戦評・コラム
第95回都市対抗野球大会 東京都二次予選 1回戦 vs ゴールドジムベースボールクラブ
2024.05.20 [Mon] 15:00VS ゴールドジムベースボールクラブ
場所:大田スタジアム
「想定外だった」
西田真二監督がそう振り返るのは1回裏だ。
都市対抗野球大会の東京都二次予選。その初戦の緊張感を振り払い、1回表に1点を先制したところまでは想定内だったか。1番北川智也がライトへ二塁打を放ち、3番植田匡哉のセンターへの犠飛で得点した攻撃は、上々の滑り出しだった。ゆえに、直後の1回裏に待っていた悪夢のような時間が信じられない。

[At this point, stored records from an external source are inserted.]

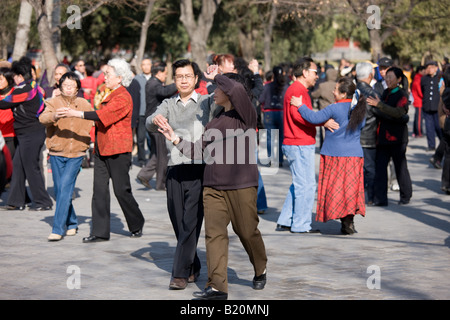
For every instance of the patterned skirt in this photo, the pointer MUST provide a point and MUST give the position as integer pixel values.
(340, 188)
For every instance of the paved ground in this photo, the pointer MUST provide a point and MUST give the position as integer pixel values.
(399, 252)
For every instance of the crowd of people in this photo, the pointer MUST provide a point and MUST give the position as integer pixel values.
(198, 137)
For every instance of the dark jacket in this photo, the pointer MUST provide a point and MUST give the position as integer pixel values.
(431, 94)
(393, 107)
(155, 93)
(228, 143)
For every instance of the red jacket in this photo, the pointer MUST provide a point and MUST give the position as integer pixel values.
(296, 130)
(114, 134)
(416, 91)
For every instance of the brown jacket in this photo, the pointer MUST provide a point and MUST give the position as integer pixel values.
(66, 137)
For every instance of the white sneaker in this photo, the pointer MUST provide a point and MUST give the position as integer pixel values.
(54, 237)
(71, 232)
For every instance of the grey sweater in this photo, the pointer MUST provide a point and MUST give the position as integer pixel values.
(188, 121)
(228, 145)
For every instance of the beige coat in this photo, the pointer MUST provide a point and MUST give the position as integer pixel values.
(66, 137)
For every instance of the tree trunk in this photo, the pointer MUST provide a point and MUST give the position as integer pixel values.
(268, 30)
(23, 28)
(247, 44)
(376, 44)
(45, 36)
(144, 31)
(198, 31)
(54, 6)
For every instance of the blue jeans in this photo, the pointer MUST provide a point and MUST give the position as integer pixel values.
(261, 201)
(274, 120)
(65, 172)
(432, 128)
(297, 208)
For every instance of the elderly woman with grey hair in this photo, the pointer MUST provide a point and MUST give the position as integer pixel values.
(112, 158)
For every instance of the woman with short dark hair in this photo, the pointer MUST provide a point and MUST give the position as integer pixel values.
(27, 102)
(341, 179)
(67, 141)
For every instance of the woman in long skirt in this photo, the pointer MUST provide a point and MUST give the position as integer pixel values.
(341, 180)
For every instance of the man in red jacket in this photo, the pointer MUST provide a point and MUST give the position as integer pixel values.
(299, 148)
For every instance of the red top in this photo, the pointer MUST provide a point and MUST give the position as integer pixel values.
(114, 134)
(416, 91)
(296, 130)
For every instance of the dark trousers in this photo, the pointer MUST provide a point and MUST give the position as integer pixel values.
(432, 128)
(398, 154)
(369, 172)
(418, 122)
(157, 162)
(185, 206)
(239, 207)
(26, 168)
(116, 168)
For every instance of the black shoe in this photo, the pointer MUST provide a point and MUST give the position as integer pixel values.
(11, 208)
(210, 294)
(435, 163)
(91, 239)
(347, 226)
(136, 234)
(306, 232)
(144, 182)
(259, 282)
(282, 228)
(44, 208)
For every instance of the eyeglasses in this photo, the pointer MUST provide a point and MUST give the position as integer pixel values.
(184, 76)
(69, 86)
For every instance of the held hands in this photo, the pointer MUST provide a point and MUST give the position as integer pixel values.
(167, 131)
(67, 113)
(160, 121)
(373, 101)
(331, 125)
(254, 66)
(211, 71)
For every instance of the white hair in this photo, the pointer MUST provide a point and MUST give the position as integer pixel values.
(122, 69)
(363, 70)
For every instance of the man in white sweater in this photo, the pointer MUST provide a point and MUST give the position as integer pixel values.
(187, 113)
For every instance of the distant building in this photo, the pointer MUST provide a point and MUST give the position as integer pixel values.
(343, 49)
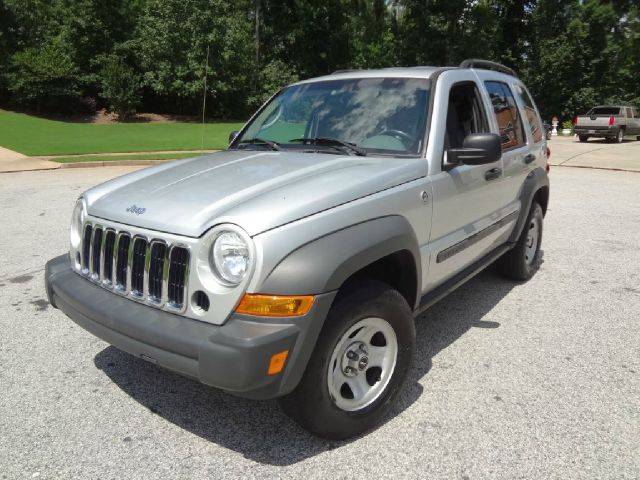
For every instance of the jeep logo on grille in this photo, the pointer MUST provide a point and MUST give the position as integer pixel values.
(136, 210)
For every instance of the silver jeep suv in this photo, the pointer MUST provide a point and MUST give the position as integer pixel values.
(292, 264)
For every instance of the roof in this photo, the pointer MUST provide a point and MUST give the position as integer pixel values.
(397, 72)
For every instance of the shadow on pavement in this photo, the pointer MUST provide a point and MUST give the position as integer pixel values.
(259, 430)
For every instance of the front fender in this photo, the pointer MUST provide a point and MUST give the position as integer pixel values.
(536, 181)
(325, 263)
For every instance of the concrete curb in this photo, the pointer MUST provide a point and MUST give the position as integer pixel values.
(611, 169)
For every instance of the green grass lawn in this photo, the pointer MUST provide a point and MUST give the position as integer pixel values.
(36, 136)
(114, 158)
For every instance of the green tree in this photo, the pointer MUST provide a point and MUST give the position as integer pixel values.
(120, 86)
(171, 44)
(44, 78)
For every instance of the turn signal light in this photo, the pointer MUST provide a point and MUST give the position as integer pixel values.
(276, 364)
(275, 305)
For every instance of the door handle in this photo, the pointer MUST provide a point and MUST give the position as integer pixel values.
(492, 174)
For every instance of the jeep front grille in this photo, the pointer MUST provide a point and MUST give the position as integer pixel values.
(145, 269)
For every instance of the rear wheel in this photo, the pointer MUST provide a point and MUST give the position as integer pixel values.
(359, 364)
(521, 262)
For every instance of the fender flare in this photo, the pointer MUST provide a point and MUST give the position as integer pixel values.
(324, 264)
(537, 179)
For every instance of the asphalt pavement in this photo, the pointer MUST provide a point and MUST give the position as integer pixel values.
(534, 380)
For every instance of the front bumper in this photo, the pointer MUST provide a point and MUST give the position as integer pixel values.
(234, 356)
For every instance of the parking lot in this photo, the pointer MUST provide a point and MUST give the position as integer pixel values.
(534, 380)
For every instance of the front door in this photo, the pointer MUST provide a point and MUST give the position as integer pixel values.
(467, 206)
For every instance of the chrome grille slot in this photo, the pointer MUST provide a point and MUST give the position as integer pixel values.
(108, 256)
(178, 267)
(136, 265)
(138, 260)
(86, 248)
(96, 250)
(122, 261)
(157, 253)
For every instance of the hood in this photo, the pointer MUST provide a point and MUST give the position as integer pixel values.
(256, 190)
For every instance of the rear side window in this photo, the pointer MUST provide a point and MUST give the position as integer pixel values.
(530, 112)
(507, 115)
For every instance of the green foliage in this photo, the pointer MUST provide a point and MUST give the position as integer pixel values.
(120, 86)
(36, 136)
(44, 77)
(273, 77)
(571, 53)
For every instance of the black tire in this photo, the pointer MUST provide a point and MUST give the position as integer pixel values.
(517, 263)
(311, 404)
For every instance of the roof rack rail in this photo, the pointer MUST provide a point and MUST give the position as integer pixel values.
(487, 65)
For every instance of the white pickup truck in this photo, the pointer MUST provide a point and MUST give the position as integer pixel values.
(610, 122)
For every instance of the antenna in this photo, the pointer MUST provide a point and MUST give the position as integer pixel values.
(204, 96)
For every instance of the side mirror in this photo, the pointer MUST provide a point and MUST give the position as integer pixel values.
(477, 149)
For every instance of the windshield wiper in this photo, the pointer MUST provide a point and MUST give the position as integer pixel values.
(269, 143)
(347, 147)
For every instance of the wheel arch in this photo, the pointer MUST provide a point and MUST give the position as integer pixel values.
(534, 188)
(385, 249)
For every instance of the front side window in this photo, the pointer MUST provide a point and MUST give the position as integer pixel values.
(531, 113)
(465, 114)
(507, 115)
(603, 111)
(382, 115)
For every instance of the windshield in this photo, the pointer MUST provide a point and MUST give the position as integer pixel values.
(604, 111)
(381, 115)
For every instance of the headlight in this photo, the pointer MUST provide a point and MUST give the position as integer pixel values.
(231, 258)
(77, 219)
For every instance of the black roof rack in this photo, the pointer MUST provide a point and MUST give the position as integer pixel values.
(487, 65)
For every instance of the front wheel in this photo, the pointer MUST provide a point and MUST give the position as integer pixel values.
(521, 261)
(359, 364)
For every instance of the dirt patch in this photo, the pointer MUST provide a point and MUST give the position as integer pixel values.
(21, 279)
(104, 117)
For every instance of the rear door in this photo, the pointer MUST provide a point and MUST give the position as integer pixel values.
(518, 122)
(468, 207)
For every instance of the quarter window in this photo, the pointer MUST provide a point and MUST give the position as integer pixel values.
(531, 113)
(506, 111)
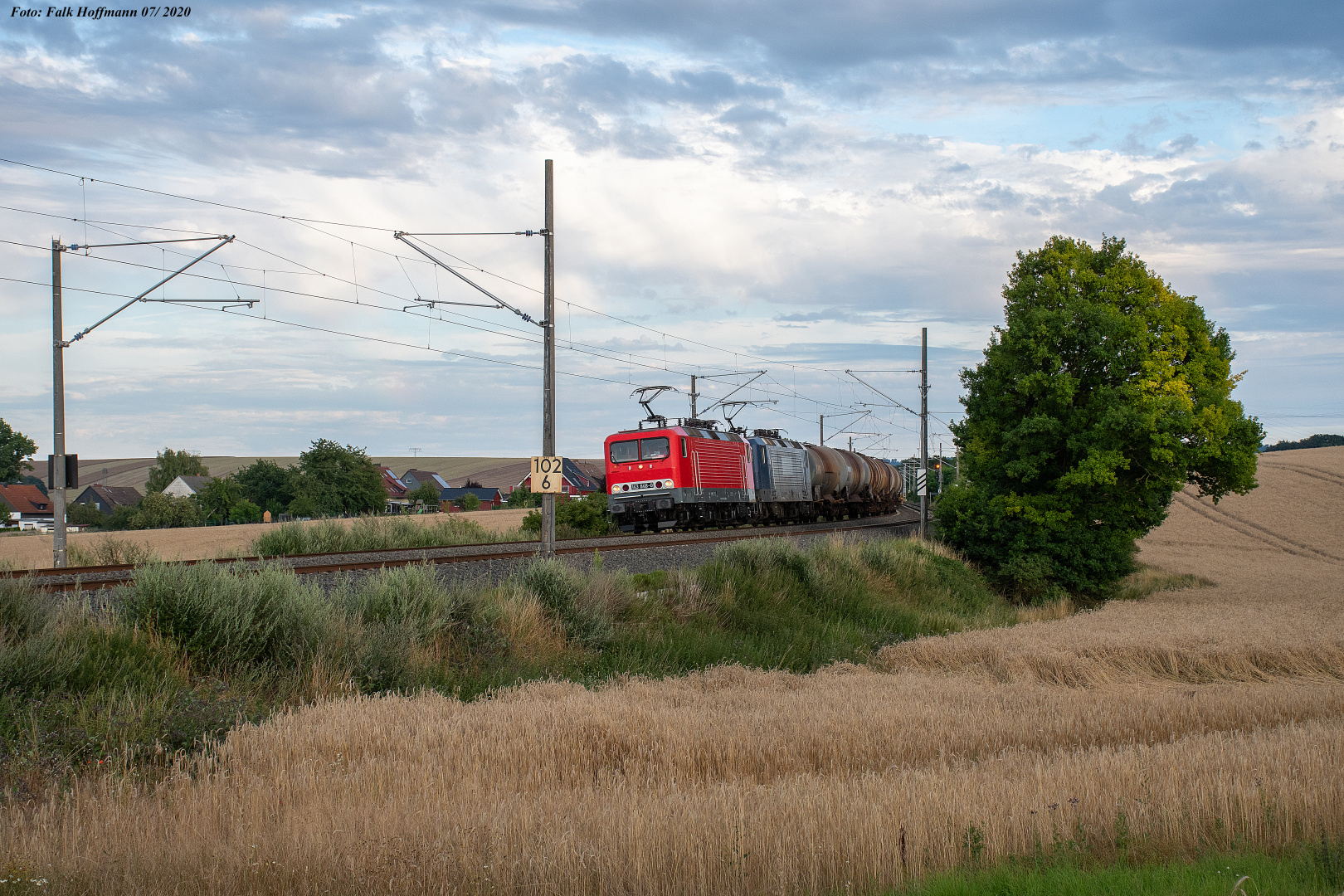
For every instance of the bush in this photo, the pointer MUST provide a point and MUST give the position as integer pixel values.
(85, 514)
(229, 621)
(565, 592)
(576, 518)
(368, 533)
(245, 512)
(158, 511)
(110, 553)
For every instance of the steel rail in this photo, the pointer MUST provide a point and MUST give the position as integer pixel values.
(123, 574)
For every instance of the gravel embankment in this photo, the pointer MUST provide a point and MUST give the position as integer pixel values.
(633, 553)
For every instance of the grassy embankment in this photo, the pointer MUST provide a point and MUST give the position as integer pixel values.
(187, 650)
(1309, 869)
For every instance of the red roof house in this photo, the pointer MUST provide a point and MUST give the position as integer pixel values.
(26, 501)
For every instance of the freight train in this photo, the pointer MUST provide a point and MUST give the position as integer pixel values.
(694, 476)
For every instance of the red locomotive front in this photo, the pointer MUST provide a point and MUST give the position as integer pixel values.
(665, 477)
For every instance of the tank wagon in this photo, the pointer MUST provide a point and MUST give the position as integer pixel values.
(694, 475)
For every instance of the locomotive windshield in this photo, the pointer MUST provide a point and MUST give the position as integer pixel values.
(655, 449)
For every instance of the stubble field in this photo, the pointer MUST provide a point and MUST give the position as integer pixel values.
(1175, 726)
(199, 543)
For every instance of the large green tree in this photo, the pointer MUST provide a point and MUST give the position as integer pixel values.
(171, 465)
(1101, 395)
(268, 484)
(340, 480)
(17, 450)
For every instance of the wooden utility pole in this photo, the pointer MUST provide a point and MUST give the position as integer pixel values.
(58, 405)
(548, 360)
(923, 477)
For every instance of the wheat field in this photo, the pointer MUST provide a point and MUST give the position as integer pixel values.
(1188, 722)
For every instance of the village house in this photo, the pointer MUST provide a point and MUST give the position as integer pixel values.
(397, 490)
(26, 504)
(110, 497)
(187, 485)
(489, 499)
(416, 479)
(576, 480)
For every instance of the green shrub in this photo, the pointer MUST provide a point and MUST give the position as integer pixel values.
(407, 596)
(110, 553)
(565, 592)
(368, 533)
(577, 519)
(226, 620)
(245, 512)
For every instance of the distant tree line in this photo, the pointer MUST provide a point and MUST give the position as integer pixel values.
(329, 480)
(1320, 440)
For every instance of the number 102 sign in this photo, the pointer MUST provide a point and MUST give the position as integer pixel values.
(548, 475)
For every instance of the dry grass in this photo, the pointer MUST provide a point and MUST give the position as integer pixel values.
(732, 781)
(1174, 724)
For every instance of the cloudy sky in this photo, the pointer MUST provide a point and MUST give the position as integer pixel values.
(739, 186)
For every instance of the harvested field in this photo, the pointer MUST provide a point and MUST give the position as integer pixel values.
(1166, 727)
(34, 551)
(492, 472)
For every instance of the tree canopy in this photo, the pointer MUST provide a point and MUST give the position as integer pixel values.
(1101, 395)
(171, 465)
(1320, 440)
(17, 450)
(340, 480)
(266, 484)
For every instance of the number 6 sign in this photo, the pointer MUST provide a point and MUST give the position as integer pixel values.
(548, 475)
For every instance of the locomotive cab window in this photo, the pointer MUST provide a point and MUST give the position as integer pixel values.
(655, 449)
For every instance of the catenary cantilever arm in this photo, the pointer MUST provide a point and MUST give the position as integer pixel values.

先発マウンドに上がった草海光貴の表情は、いつもと変わらず冷静そのものだった。だが、先頭打者にライト前ヒット、2番打者にレフト前ヒットを浴びて、いきなり得点圏に走者を置く苦しい投球を強いられる。すると無死一、二塁から、3番打者に初球をレフト前へ運ばれて1点を失う。4番打者をフルカウントから空振り三振に仕留めて一つのアウトを奪ったが、その後も苦しい投球は続いた。5番打者に初球をレフト前に運ばれて満塁。6番打者は見逃し三振に仕留めたが、7番打者には、みたび初球を狙われてライト前への適時打を浴びて勝ち越しを許す。なおも二死満塁から、8番打者に走者一掃となる右中間への三塁打を浴びるのだから、「まさかの展開」と言わざるを得ない。
初回に5失点。
先発マスクの吉田高彰が、草海のピッチングとともに悪夢の時間を振り返る。
「(草海は)本調子ではなかった。その中で、捕手としてもっと配球を考えるべきだった。単調になり過ぎてしまった……」
1失点ならまだしも、二死から大量失点になってしまったことを悔やむ。
2回表、一死から6番高島大輝が四球を選び、7番中川智裕の左中間スタンドに飛び込む2ラン本塁打で2点差に詰め寄るが、3回裏に2番手の舘和弥が3連打と犠飛で1点を失って点差を広げられる。4回表と6回表、ともに4番黒川貴章がレフト前ヒットで出塁するも無得点に終わるのだから、試合展開としては厳しい。6回裏に3番手で登板した伊波友和が先頭打者のセンター前ヒットを皮切りに1点を失い、4点差になってさらに状況が苦しくなる。
迎えた9回表。イニングの先頭となった5番高本康平がライトへ三塁打。相手の中継プレーが乱れる間に、一気にホームを陥れて3点差とする。6番高島がセンター前ヒット、さらに7番中川のセカンドゴロが相手の失策を誘い、無死一、二塁。一死後、途中出場の9番須田凌平がライト前ヒットを放って2点差。なおも一死二、三塁とチャンスは続き、1番北川のショートゴロの間に1点を加えて6点目を奪う。だが、最後は二死三塁で途中出場の2番片岡大和がレフトフライに倒れて試合は終わった。
西田監督は言うのだ。
「初回の失点がすべて。起こってはいけないことが起きてしまった」
最終回に1点差まで詰め寄って意地は見せたが、逆境を跳ね返して勝ち切る力はなかった。
「次の試合、やるしかない」
まさかの敗戦にも前を見据えた指揮官の言葉を信じたい。負ければ予選敗退が決まる次戦。大一番での勝利を信じるほかない。